È nota da tempo l’esistenza di metano abiotico – creato in reazioni che non coinvolgono la materia organica o le creature viventi – seppellito nel fondo del mare e rilasciato attraverso sfoghi che si aprono nelle profondità marine, ma le origini del gas in questo ambiente sottomarino non erano completamente comprese.
“Identificare una fonte abiotica di metano di acque profonde è stato un problema con cui abbiamo lottato per molti anni“, afferma il geochimico marino Jeffrey Seewald della Woods Hole Oceanographic Institution (WHOI).
“Ecco una fonte di energia chimica che viene creata dalla geologia“.
In un nuovo studio, Seewald e altri ricercatori dell’OMS hanno analizzato campioni di roccia prelevati dal mantello superiore e dalla crosta oceanica inferiore: 160 pezzi di roccia in totale, provenienti da numerose creste oceaniche, zone di subduzione e sezioni elevate di crosta oceanica chiamate ofioliti.
In quasi tutte le località campionate, le tecniche di spettroscopia e microscopia hanno rivelato che le rocce contenevano sacche di metano, spesso insieme a idrogeno.
Per quanto riguarda il modo in cui viene prodotto il metano, i ricercatori affermano che accade che l’acqua di mare, che filtra lentamente in profondità attraverso la crosta oceanica, rimane intrappolata in un minerale chiamato olivina, il componente principale del mantello superiore della Terra.
Nel tempo, il minerale, inizialmente caldo, inizia a raffreddarsi. Quando lo fa, l’acqua intrappolata all’interno delle “inclusioni fluide” della roccia attraversa una reazione chimica chiamata serpentinizzazione, che finisce per produrre sia metano che idrogeno.
Una volta formati, i ricercatori spiegano che il metano e l’idrogeno possono rimanere sigillati all’interno della roccia “su scale geologiche fino a quando non vengono estratti per dissoluzione o frattura dell’ospite di olivina“.
Si tratta di una informazione importante e non solo per il metano sulla Terra.
Sappiamo che il metano esiste altrove nel Sistema Solare, come su Marte e sulla luna di Saturno chiamata Titano, e queste nuove scoperte possono aiutarci a spiegare come si possa essere formato in quei mondi, anche in assenza di acqua liquida o attività idrotermale.
“Poiché le inclusioni fluide possono formarsi nelle rocce ricche di olivina che interagiscono con l’acqua su corpi celesti altrove nel nostro Sistema Solare, la loro formazione può avere implicazioni chiave per il mantenimento della vita microbica oltre la Terra“, scrivono gli autori nel loro documento, osservando che l’eventuale sfiato o fuga di queste fonti di combustibile dalle rocce potrebbe potenzialmente sostenere forme di vita senza nient’altro su cui nutrirsi.
“Il rilascio odierno di sostanze volatili intrappolate da questi meccanismi può fornire H2 [idrogeno] e CH4 [metano] sufficienti per fornire agli ecosistemi microbici donatori di elettroni in ambienti naturali dove la formazione di H2 o CH4 non sarebbe altrimenti favorevole“.
Sulla Terra, è possibile che questo ciclo di produzione e rilascio chimico possa essere stato esso stesso un fattore importante per l’esistenza di organismi terrestri che vivono nell’oceano da tempo immemorabile.
In effetti, i ricercatori affermano che il processo “si sta probabilmente verificando sin dall’inizio della tettonica delle placche” e “potrebbe aver supportato gli ecosistemi microbici all’interno di diversi ambienti geologici“.

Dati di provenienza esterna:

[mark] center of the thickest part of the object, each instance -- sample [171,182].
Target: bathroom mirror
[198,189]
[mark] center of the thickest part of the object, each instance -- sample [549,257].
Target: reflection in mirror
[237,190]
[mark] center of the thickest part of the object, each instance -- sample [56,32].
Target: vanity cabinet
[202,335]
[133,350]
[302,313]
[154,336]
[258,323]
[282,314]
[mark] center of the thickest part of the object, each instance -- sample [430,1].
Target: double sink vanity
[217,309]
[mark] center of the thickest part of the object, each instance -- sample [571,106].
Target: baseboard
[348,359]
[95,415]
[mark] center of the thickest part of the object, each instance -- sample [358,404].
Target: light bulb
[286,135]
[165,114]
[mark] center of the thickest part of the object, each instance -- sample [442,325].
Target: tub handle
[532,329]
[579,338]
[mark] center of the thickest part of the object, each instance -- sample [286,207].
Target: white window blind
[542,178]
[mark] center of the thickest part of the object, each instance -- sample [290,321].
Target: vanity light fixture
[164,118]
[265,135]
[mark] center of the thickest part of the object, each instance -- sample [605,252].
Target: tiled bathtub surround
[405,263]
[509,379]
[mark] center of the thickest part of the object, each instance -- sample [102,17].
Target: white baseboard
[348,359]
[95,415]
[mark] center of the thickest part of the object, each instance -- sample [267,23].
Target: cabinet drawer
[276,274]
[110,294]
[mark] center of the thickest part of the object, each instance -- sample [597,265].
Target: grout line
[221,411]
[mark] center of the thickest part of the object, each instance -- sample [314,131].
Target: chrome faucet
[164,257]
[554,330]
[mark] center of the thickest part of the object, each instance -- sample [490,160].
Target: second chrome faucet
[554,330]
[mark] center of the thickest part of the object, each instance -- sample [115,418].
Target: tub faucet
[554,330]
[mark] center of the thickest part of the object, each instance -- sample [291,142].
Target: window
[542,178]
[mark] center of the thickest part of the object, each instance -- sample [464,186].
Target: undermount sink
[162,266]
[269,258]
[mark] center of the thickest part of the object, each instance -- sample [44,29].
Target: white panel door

Detto questo, il team riconosce la loro spiegazione della presenza di questo vasto deposito di metano sia diventata in qualche modo speculativa. L’origine dei fluidi intrappolati non può essere determinata in modo inequivocabile, scrivono, ma notano che la loro rilevazione di altri prodotti chimici all’interno delle rocce è “coerente con un fluido di origine simile all’acqua di mare“.
Anche se non avessero ragione al 100% sulla storia delle origini di questo misterioso metano, l’altra importante informazione che si ricava dal loro studio è su quanto possa essere esteso l’enorme deposito di metano sottomarino.

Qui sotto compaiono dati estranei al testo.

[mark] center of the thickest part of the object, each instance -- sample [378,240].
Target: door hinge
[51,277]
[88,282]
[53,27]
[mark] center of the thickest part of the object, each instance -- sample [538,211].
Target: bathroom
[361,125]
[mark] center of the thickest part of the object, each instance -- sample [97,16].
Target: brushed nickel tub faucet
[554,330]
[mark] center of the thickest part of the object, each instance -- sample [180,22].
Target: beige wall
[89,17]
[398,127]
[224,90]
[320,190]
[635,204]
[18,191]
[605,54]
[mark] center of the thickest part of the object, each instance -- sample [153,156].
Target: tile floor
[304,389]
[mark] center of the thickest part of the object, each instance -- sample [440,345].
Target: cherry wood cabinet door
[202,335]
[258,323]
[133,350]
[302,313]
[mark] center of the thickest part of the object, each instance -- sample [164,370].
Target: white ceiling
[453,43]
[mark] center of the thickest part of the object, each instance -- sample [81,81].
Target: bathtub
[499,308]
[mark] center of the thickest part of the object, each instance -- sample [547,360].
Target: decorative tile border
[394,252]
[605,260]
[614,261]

La quantificazione dell’estensione del metano oceanico sepolto non era l’obbiettivo principale dello studio ma, basandosi sui campioni di roccia analizzati, il team stima che i depositi oceanici in totale supererebbero la quantità di metano presente nell’atmosfera terrestre prima dell’era industriale.
“L’estrapolazione dei nostri risultati a livello globale suggerisce che le inclusioni possono rappresentare una delle maggiori fonti di CH4 abiotica sulla Terra“, concludono i ricercatori.
I risultati dello studio sono riportati in PNAS.